Otto, who grew up in Minnesota, now flies here from Washington, D.C., several times a year for what he considers a "doubleheader" — the Minnesota Orchestra one night, the St. Paul Chamber Orchestra the next. He began tracking, via spreadsheet, the orchestras' programming, analyzing it for race, gender and nationality. ("I get bored with all the warhorses," he said.)

So he will reserve judgment of Søndergård, he said, until he sees what kind of repertoire the orchestra plays under his leadership.

During Friday's event, Søndergård described himself as "a very intuitive musician. ... I'm not one to have a complete picture in my head of how a score should sound."

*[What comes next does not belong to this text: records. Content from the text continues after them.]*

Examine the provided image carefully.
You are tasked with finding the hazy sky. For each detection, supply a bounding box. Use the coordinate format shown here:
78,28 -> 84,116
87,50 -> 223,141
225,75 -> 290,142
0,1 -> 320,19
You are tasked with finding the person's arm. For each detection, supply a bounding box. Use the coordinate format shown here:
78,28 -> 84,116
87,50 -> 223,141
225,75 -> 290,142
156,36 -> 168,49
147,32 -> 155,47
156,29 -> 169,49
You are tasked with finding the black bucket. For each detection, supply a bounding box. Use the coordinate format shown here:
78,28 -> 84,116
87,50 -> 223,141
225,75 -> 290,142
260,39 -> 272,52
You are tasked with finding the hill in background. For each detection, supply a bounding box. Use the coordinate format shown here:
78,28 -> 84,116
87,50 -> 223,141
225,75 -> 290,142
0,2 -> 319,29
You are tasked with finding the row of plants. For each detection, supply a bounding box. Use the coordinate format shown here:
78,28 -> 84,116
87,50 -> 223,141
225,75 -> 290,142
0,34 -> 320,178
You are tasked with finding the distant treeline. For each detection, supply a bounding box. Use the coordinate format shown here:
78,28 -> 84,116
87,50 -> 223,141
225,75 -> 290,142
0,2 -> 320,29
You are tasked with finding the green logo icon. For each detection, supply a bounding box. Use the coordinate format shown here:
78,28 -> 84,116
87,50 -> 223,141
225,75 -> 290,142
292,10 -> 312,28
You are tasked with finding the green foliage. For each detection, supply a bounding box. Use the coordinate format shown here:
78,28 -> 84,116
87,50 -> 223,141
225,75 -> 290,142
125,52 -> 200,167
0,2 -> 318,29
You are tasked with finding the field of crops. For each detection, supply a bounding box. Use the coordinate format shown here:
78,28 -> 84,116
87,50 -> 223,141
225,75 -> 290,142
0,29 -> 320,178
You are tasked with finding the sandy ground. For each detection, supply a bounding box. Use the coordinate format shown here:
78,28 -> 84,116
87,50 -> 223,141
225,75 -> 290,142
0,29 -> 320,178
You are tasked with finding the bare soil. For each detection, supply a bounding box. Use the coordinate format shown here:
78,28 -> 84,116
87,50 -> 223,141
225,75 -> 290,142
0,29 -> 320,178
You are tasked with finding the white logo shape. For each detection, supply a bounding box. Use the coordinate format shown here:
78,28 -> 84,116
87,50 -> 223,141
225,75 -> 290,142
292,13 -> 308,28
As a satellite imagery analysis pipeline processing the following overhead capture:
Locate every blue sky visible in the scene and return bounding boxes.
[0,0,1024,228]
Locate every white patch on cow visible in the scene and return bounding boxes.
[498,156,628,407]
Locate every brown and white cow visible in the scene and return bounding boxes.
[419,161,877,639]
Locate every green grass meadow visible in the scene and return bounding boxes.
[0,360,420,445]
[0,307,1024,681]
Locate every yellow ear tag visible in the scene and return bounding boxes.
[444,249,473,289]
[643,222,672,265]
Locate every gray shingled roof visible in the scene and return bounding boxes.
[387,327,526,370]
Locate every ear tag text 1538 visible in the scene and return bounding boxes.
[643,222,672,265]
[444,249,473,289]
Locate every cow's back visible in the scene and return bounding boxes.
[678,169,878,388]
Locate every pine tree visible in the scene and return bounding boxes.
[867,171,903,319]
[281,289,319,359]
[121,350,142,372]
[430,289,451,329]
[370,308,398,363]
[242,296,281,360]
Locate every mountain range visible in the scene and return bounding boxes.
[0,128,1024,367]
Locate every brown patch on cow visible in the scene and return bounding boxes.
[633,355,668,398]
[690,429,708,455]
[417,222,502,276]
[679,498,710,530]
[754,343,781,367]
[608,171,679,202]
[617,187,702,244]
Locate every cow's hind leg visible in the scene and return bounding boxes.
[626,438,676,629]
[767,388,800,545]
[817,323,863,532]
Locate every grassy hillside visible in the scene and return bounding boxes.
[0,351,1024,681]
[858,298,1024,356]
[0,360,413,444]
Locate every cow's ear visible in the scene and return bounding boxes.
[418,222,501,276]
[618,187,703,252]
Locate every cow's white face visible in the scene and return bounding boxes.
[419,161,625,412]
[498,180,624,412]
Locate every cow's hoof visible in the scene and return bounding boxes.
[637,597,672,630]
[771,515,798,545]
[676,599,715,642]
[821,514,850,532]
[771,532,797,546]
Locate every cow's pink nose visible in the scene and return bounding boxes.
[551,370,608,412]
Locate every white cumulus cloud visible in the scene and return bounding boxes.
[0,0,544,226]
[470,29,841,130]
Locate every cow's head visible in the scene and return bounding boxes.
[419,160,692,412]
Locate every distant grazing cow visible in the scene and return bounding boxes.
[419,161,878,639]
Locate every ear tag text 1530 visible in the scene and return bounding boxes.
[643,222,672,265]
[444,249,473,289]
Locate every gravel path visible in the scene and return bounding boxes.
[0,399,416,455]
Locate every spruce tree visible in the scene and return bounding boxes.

It's clear that "he will be open to working with what we throw at him before he imparts his particular vision about a piece of music onto us," said Jason Arkis, who plays timpani, which was also Søndergård's instrument before he turned to conducting. "That'll be great, rather than having a dictatorial approach."

Søndergård's style is important to the orchestra's musicians who — since a crippling labor-management dispute and lockout a decade ago — have emphasized more open, communal processes.

Søndergård even speaks of making himself unnecessary.

In Scotland, he asks the musicians to rehearse and perform without a conductor for a week a year, removing the baton so that the musicians stop relying on their eyes and open their ears. "What can they do without me?" he said.

So before choosing repertoire or setting an artistic vision, Søndergård wants to engage staff and musicians in a long dialogue.

In an interview Friday, he mentioned several composers he'd be interested in programming, including composer Richard Strauss. He said Strauss, "over the years, has become more and more important for me, from the smaller pieces to his bigger works."

It was Søndergård's way with Strauss that first earned the appreciation of musicians with the Minnesota Orchestra.

For his debut with the orchestra in December, he led them in Strauss' tone poem "Ein Heldenleben" — "a hard piece to pull off for the conductor," said bassist Bob Anderson. But this time was different.

"It's really hard to put into words," Anderson said. "But you know, it just felt right."

Anderson had hoped that the search committee would choose Søndergård or German conductor David Afkham, who also returned to Orchestra Hall this spring.

"If it was somebody I didn't like, I would just retire," said Anderson, chuckling, who after 48 years with the orchestra is its most senior member.

But he plans to stick around, he said, to see what Søndergård and the musicians come up with together.